Déguène Eufemia Seck, whose father was Senegalese, attended the Jacint Verdaguer School in Barcelona and completed her secondary education with average grades until, realizing that she had always been treated as a "non-normative woman" and that her abilities had not been recognized, she took the plunge and studied. "The devil's advocate," they called her. "Many teachers have the notion that children of migrant families should not be educated in a way that tame and they do not communicate with the families,So we have to break with this dynamic, which involves humanizing people of immigrant and diverse origins, especially women, who are a minority within a minority," defends Seck, who continues: "We have to understand that, for immigrants, the decision to take our children to school in the host country is a true act of generosity." "We have heard ourselves say, 'Go back to your country!' when we weren't even born in Africa and our country is this one."
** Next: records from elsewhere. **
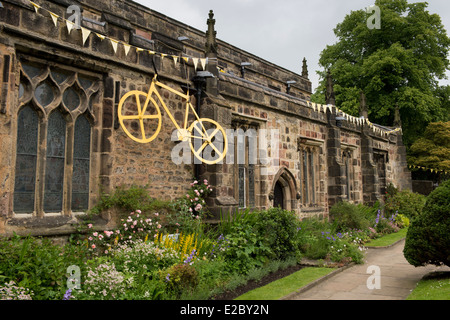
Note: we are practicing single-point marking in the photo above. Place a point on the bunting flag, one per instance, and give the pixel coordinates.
(70, 25)
(86, 33)
(127, 48)
(429, 169)
(36, 6)
(115, 43)
(54, 18)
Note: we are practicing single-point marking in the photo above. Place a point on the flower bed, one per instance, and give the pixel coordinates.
(144, 259)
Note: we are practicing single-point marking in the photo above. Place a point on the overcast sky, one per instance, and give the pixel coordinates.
(283, 31)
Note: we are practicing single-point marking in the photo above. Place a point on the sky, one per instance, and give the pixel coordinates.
(283, 31)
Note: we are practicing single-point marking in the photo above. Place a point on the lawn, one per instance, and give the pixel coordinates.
(388, 239)
(435, 287)
(282, 287)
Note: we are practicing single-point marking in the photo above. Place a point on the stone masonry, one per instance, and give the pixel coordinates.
(308, 157)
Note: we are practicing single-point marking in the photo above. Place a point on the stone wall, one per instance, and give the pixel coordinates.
(314, 161)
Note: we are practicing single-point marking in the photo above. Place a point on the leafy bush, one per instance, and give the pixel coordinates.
(38, 265)
(428, 237)
(406, 203)
(279, 229)
(180, 277)
(347, 216)
(128, 199)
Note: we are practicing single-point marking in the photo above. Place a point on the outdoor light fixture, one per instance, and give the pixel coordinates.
(339, 120)
(243, 65)
(289, 83)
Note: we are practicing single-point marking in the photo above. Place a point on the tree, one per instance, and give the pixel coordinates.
(428, 239)
(397, 65)
(432, 151)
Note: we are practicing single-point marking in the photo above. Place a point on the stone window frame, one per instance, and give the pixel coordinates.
(309, 150)
(348, 153)
(347, 160)
(26, 97)
(250, 169)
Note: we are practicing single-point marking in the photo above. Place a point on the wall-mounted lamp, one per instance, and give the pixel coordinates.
(339, 121)
(243, 65)
(289, 84)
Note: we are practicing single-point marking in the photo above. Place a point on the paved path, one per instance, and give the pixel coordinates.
(397, 278)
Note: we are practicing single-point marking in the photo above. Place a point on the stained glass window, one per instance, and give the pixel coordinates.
(43, 86)
(81, 164)
(44, 93)
(71, 99)
(27, 142)
(54, 173)
(31, 71)
(305, 178)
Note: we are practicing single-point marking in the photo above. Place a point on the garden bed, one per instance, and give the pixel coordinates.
(254, 284)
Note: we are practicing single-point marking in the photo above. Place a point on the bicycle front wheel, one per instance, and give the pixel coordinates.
(208, 141)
Hatim Azahri is a resident of Poble-sec, a very diverse neighborhood in Barcelona, and remembers how his high school teachers tried to dissuade him from the idea of studying for the baccalaureate: "They told me it was too complicated, that I should look at something else, like welding, and since the teachers are people in whom you have delegated trust and confidence, you have delegated trust and confidence to them; there they really motivated the whole group, we had good role models and I have studied a career that I would never have imagined."
Agreement to incorporate the anti-racist perspective
To combat this educational neglect among the migrant community, the Chair of Anti-Racist Analysis and Action at the University of Girona (UdG) and the Zero Dropout Platform of the Bofill Foundation are collaborating to incorporate an anti-racist perspective in the fight against early school leaving. Both institutions aim to analyze how the educational system influences educational trajectories based on racial constructs and how an anti-racist perspective can help address the grievances of academic failure. The study will result in a guide for professionals and municipal entities to improve, from an anti-racist perspective, the school dropout rate among 18- to 25-year-olds. The rate in Catalonia stands at 13.7% overall, one of the worst figures in Europe.